Although the above risk factors are independent of each other, they also have a certain correlation, which may affect each other clinically. Therefore, we build two nomograms according to the relative risk of each factor, which is convenient for clinical application. In clinical application, physicians can use the nomograms to predict the corresponding score of risk factors, and the corresponding postoperative SIRS and urosepsis risk index can be obtained. Physicians can judge the severity of the disease by nomogram to choose the appropriate antibiotics and treatment. For example, the patient with high risk of sepsis should be treated early according to the sepsis management, including administering one or more broad-spectrum antibiotics, hemodynamic monitoring, and fluid resuscitation when needed. The patient with high-risk of SIRS and low-risk of urosepsis need treatment of postoperative infection but does not need to be treated as sepsis.
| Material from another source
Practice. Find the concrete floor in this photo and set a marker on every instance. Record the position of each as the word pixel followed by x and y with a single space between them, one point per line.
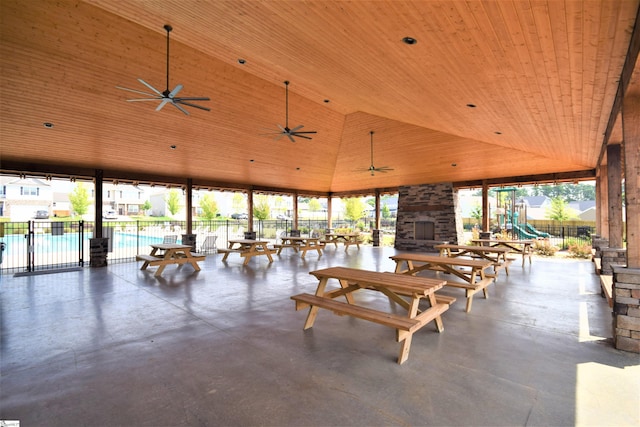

There are some limitations in this study. The main limitations are the retrospective study and the limited number of patients. Therefore, more prospective studies with large sample are needed to validate the prediction effectiveness of the nomograms.

5. Conclusions

PUC+, PCT, CRP, and NEUT% are the risk factors of SIRS after uroscopic minimally invasive lithotripsy. PCT and CRP are risk factors of urosepsis after uroscopic minimally invasive lithotripsy. By combining risk factors, nomograms were constructed for SIRS and urosepsis. The models provide an early prediction method for SIRS and urosepsis after uroscopic minimally invasive lithotripsy, which facilitates early diagnosis and rational treatment.